Symptoms & Causes
Introduction
Fibrosarcoma of bone is a rare malignant tumor characterized by spindle-shaped fibroblastic cells forming a fascicular pattern, often requiring exclusion of other tumors for diagnosis.
Reference
WHO Classification of Tumours Editorial Board. Soft tissue and bone tumours [Internet]. Lyon (France): International Agency for Research on Cancer; 2020 [cited 2024 09 11]. (WHO classification of tumours series, 5th ed.; vol. 3). Available from: https://tumourclassification.iarc.who.int/chapters/33.
Related Terminology
None
Subtype(s)
None
Localization
The distal femur is the most common site (21–47%), with the proximal femur (16%), distal humerus (14%), and proximal tibia (11%) also involved.
Symptoms
The most common clinical signs and symptoms are local pain, swelling, limitation of motion, and pathological fracture.
Epidemiology
Historically, the term “fibrosarcoma of bone” has been applied to primary malignant spindle cell neoplasms of bone in which the tumor cells are typically organized in a fascicular or herringbone pattern.
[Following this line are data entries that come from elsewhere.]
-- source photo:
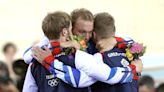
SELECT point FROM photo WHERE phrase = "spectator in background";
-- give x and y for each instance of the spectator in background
(9, 51)
(146, 84)
(6, 84)
(160, 88)
(20, 68)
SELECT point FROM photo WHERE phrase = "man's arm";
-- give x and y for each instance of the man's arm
(94, 67)
(29, 83)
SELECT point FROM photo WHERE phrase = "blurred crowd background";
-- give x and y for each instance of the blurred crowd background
(20, 28)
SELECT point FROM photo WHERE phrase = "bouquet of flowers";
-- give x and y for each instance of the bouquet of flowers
(135, 50)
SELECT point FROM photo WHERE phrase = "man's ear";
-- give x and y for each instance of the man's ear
(64, 31)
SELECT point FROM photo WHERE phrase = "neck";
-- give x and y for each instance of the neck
(106, 44)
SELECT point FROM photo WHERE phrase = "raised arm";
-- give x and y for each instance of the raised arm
(94, 67)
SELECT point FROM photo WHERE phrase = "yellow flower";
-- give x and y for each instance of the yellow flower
(129, 54)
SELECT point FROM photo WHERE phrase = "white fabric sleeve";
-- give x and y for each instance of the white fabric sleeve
(29, 83)
(71, 75)
(96, 68)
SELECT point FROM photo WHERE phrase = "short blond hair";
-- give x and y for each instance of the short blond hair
(81, 13)
(53, 24)
(104, 25)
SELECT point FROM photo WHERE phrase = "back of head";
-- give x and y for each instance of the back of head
(4, 73)
(53, 24)
(104, 26)
(160, 88)
(81, 13)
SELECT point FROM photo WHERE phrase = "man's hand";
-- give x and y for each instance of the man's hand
(71, 44)
(40, 54)
(139, 65)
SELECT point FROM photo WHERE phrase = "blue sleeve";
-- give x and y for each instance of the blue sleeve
(67, 60)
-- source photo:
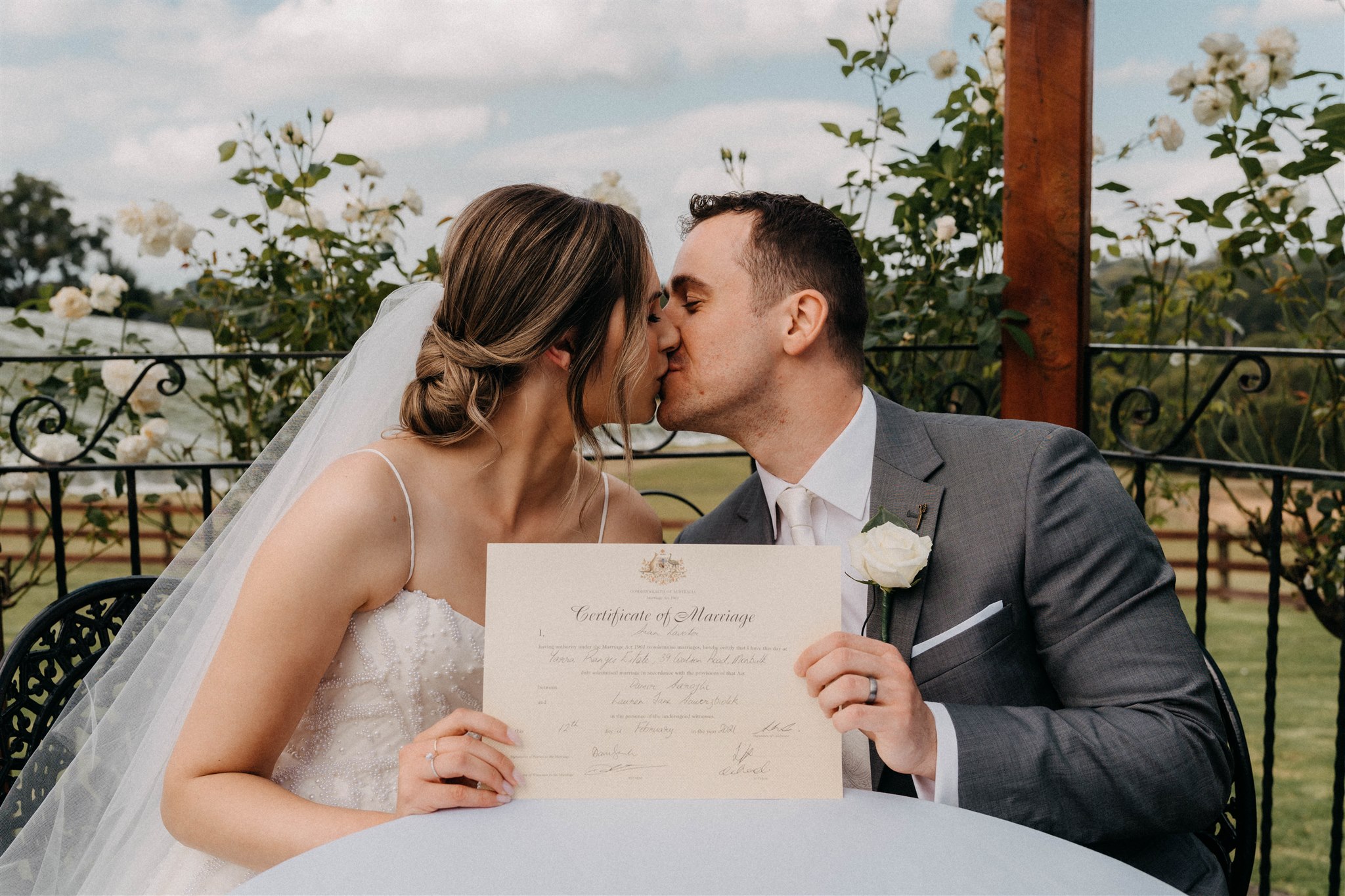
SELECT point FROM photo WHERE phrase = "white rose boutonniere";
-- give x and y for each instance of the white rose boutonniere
(891, 555)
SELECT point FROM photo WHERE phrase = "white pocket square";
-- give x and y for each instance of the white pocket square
(958, 629)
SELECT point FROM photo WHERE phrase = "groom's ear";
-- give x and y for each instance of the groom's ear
(807, 319)
(563, 351)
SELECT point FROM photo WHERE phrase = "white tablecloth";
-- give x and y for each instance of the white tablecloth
(864, 844)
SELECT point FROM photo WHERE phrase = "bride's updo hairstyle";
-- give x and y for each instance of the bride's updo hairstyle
(522, 265)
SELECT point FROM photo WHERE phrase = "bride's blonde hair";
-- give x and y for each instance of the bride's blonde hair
(521, 267)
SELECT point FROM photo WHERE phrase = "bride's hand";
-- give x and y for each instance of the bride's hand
(441, 767)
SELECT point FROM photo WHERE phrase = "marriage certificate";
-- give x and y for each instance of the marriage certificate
(662, 672)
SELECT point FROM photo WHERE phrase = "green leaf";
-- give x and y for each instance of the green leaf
(1314, 164)
(883, 516)
(1329, 117)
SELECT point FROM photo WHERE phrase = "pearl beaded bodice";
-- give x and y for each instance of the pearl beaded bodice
(400, 670)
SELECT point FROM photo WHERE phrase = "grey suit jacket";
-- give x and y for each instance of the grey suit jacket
(1083, 708)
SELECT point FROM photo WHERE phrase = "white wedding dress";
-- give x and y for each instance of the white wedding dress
(401, 668)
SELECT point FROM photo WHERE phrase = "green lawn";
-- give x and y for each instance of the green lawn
(1305, 708)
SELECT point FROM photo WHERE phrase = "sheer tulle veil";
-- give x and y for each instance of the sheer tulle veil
(99, 830)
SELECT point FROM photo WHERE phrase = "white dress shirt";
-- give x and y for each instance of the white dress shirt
(841, 480)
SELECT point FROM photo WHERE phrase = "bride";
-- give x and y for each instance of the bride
(311, 664)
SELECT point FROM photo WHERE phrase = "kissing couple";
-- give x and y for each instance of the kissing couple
(311, 664)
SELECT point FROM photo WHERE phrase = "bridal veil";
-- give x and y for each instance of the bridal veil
(99, 829)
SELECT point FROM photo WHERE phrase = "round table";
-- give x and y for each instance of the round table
(864, 844)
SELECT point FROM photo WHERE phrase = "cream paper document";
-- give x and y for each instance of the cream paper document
(662, 671)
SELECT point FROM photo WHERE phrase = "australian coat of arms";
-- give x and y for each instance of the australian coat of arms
(662, 568)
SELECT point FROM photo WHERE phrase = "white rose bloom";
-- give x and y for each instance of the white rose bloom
(1169, 131)
(1183, 82)
(1212, 104)
(943, 64)
(131, 219)
(1178, 359)
(70, 304)
(156, 242)
(292, 135)
(156, 431)
(133, 449)
(354, 211)
(291, 207)
(992, 11)
(1254, 77)
(19, 481)
(105, 292)
(369, 168)
(57, 446)
(891, 555)
(182, 237)
(1278, 42)
(1222, 45)
(119, 373)
(609, 191)
(944, 228)
(413, 202)
(1281, 72)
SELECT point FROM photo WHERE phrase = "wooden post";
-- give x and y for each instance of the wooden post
(1047, 210)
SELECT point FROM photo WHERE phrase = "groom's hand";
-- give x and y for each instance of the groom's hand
(899, 723)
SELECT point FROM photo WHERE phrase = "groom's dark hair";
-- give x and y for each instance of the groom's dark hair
(798, 245)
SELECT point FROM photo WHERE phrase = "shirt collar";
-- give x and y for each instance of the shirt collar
(844, 473)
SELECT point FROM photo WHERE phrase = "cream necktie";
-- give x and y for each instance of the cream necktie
(795, 505)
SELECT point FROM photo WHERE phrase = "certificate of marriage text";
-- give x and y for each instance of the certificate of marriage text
(662, 672)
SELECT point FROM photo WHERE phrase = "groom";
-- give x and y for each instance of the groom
(1040, 670)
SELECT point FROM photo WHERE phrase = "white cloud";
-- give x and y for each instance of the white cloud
(665, 161)
(1133, 72)
(391, 128)
(1277, 12)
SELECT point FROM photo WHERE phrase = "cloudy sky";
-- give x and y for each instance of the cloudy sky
(125, 102)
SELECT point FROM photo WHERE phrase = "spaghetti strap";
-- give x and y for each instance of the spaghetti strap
(409, 515)
(607, 496)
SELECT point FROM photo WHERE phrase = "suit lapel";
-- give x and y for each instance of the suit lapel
(755, 516)
(903, 459)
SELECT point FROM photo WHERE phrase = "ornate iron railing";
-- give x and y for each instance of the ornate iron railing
(1134, 406)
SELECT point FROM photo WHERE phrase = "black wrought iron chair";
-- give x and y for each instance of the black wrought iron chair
(43, 667)
(1232, 839)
But a variety of primary bone tumors occupying other specific diagnostic categories may also show this histological pattern; therefore, there are no properties distinctive of or specific for fibrosarcoma of bone. This term is uncommonly used as a specific diagnostic category today, particularly due to the advent of ancillary techniques and evolving classification schemes. Therefore, the incidence is probably far less than the reported rates of as many as 5% of all primary malignant bone tumors. Tumors with a predominance of this fibrosarcomatous pattern, but probably representing a variety of tumor types, have been described with equal sex distribution and relatively uniform incidence over the second to sixth decades of life, with occasional occurrence in infants. Fibrosarcoma of bone represents a diagnosis of exclusion once specific lines of differentiation are excluded.